Puzzled by the number of articles I read in American publications about Peter Mandelson’s free-trade, free-market credentials and how he was going to help reform the European Union in that direction, I asked a number of my contacts in Washington where that story came from.
Most of them are still trying to work out who Peter Mandelson is exactly but one did reply. His explanation was that nobody in the States actually knew anything about him and they took their cue from the Financial Times, who first floated the idea of the new free-trade oriented, reform friendly Commission. The FT may well be responsible for the other interesting notion, particularly dear to American free-marketeers: that the new member states will somehow overcome the basic integrationist, protectionist, centralizing ideology of the EU, inject new life into its economy and take it down the road one would like it to go.

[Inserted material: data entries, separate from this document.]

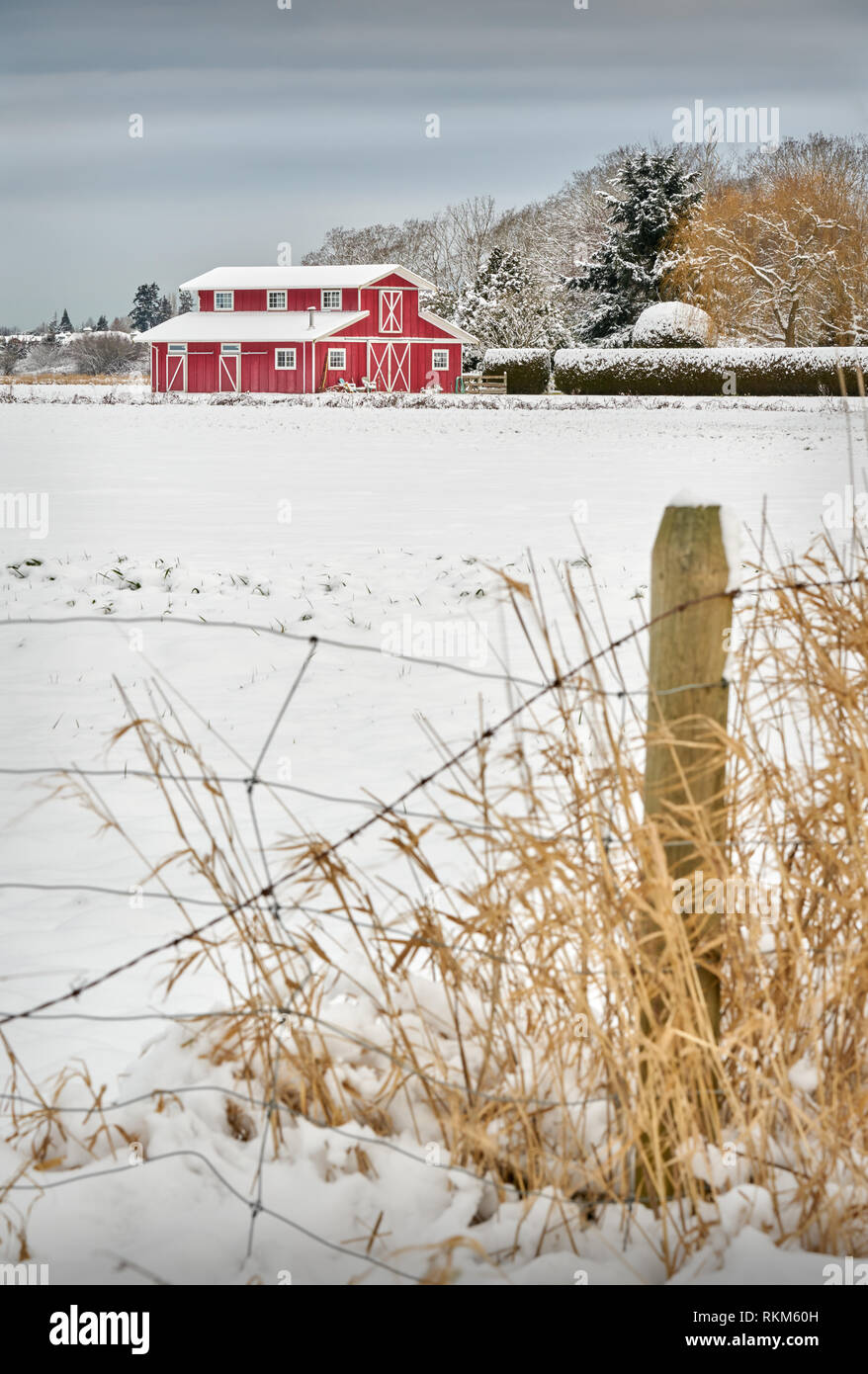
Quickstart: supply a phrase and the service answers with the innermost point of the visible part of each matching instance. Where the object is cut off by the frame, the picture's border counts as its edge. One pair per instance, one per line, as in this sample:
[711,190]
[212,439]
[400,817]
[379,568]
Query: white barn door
[228,371]
[389,366]
[391,312]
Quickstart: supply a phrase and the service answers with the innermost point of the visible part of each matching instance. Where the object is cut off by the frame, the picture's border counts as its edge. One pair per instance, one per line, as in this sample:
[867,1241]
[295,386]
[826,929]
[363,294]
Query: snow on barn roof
[250,326]
[276,278]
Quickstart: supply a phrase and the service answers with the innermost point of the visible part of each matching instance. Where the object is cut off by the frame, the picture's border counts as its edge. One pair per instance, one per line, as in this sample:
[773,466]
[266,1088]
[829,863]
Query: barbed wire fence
[271,887]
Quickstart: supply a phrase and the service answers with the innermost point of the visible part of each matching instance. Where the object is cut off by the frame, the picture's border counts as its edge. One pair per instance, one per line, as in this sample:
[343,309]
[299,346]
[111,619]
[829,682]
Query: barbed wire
[391,809]
[254,1207]
[268,891]
[427,661]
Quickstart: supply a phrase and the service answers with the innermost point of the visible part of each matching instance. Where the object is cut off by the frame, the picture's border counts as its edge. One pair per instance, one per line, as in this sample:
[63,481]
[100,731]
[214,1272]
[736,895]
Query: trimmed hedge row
[528,369]
[709,371]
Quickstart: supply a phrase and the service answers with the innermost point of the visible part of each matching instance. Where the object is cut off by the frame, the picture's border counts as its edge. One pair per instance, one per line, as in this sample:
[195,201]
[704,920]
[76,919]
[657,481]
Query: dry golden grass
[71,380]
[529,997]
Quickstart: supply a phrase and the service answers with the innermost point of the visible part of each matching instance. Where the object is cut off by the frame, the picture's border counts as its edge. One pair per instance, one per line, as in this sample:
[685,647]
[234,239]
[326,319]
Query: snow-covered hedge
[708,371]
[673,324]
[528,369]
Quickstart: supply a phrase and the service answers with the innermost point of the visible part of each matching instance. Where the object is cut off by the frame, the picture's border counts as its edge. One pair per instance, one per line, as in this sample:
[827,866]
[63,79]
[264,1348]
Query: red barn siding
[202,363]
[257,371]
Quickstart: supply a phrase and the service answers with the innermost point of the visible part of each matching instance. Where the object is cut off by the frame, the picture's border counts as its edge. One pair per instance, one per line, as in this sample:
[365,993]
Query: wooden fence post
[688,701]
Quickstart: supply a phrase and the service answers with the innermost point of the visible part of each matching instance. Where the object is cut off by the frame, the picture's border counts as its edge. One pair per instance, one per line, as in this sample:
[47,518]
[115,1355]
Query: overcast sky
[265,124]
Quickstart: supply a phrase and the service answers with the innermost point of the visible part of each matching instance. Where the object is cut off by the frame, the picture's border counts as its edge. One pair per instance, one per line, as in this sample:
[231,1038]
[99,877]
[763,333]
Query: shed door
[389,366]
[176,371]
[228,371]
[391,312]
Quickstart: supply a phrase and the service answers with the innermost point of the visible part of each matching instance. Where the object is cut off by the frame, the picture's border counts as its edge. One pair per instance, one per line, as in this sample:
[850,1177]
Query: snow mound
[673,324]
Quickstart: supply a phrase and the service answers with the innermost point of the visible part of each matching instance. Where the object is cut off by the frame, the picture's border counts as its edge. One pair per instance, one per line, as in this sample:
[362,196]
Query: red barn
[305,328]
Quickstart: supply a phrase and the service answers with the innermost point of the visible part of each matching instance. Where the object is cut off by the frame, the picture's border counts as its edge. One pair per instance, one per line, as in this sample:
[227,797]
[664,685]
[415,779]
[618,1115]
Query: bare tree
[106,355]
[782,256]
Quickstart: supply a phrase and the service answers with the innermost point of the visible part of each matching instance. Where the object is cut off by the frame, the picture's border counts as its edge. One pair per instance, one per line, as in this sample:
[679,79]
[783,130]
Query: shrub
[106,355]
[692,371]
[673,324]
[528,369]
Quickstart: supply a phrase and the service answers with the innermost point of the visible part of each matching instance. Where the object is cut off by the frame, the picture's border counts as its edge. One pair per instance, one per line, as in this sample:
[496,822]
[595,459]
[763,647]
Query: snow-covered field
[378,528]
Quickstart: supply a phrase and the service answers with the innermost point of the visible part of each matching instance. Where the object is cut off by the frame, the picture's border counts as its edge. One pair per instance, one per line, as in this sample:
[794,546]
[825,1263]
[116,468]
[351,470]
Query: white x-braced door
[389,366]
[176,371]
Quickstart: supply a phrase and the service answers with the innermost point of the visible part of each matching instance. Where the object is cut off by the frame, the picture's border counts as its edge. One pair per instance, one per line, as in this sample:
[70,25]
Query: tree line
[772,243]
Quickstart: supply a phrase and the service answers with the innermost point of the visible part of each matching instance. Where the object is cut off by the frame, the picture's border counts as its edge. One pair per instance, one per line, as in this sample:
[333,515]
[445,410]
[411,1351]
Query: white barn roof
[297,278]
[250,326]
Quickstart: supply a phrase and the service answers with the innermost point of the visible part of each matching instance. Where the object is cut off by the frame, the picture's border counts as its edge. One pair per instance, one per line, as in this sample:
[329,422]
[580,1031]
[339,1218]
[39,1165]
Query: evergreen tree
[510,306]
[627,272]
[145,306]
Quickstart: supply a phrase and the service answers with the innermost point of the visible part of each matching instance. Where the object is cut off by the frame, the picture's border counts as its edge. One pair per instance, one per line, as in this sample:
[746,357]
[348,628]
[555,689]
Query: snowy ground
[373,527]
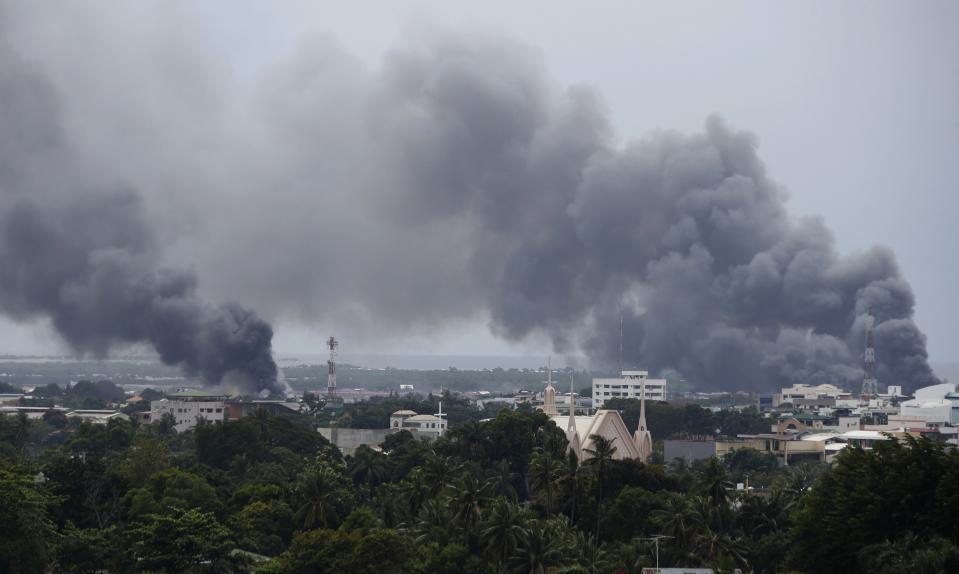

This is a very convenient idea. The new Commission has been taken over by free-traders; the new member states will reform the European Union and revitalize its economy as well as set back the integrationist tendencies; there is nothing really wrong with the EU that cannot be cured by a new Commission. So, why don’t you all stop moaning about the nasty things that are about to be set right and vote for the Constitution?
There is a serious misunderstanding here of the basis of the EU. Although, as we have pointed out in a previous blog, the accession of the new states has had and will have certain unpredictable results, most of those are likely to be in foreign policy and geopolitical attitudes. It remains questionable whether the economic and social basics will change.
The main problem is the assumption that somehow the EU is a free trade, liberal economic alliance, whose aim it is to create a free market, but somehow it has gone wrong somewhere. This is not a peculiarly American view. A number of commentators on this side of the Atlantic share it. Many of them are the people I have in the past described as perestroika europhiles. Others are supposedly eurosceptic but keep talking about the need to reform the EU. Their great cry is “Europe is not working.”
Well, I have news for all these people: Europe is working. It is working precisely as it was intended to work, give or take a few minor hitches. The overall aim is to create a political system, dear to the hearts of all fonctionnaires of whatever nationality, that is managerial, rather than political. Instead of legislation we have multiannual plans and annual Commission work programmes, put together by the civil servants of that organization, not the Commissioners.
Instead of democratic accountability we have scrutiny that has no power at all. Instead of open decisions by elected politicians after open(ish) debates, we have networks of lobbying organizations that do deals behind closed doors and decisions taken without any need to account for them to anyone.
The aim as far as social and economic policies are concerned is to turn the EU into one vast corporation that is run on corporate lines where elections, elected representatives and democracy become optional extras. They will go on existing but will have no more importance than the frills that allegedly covered the legs of pianos in Victorian drawing rooms.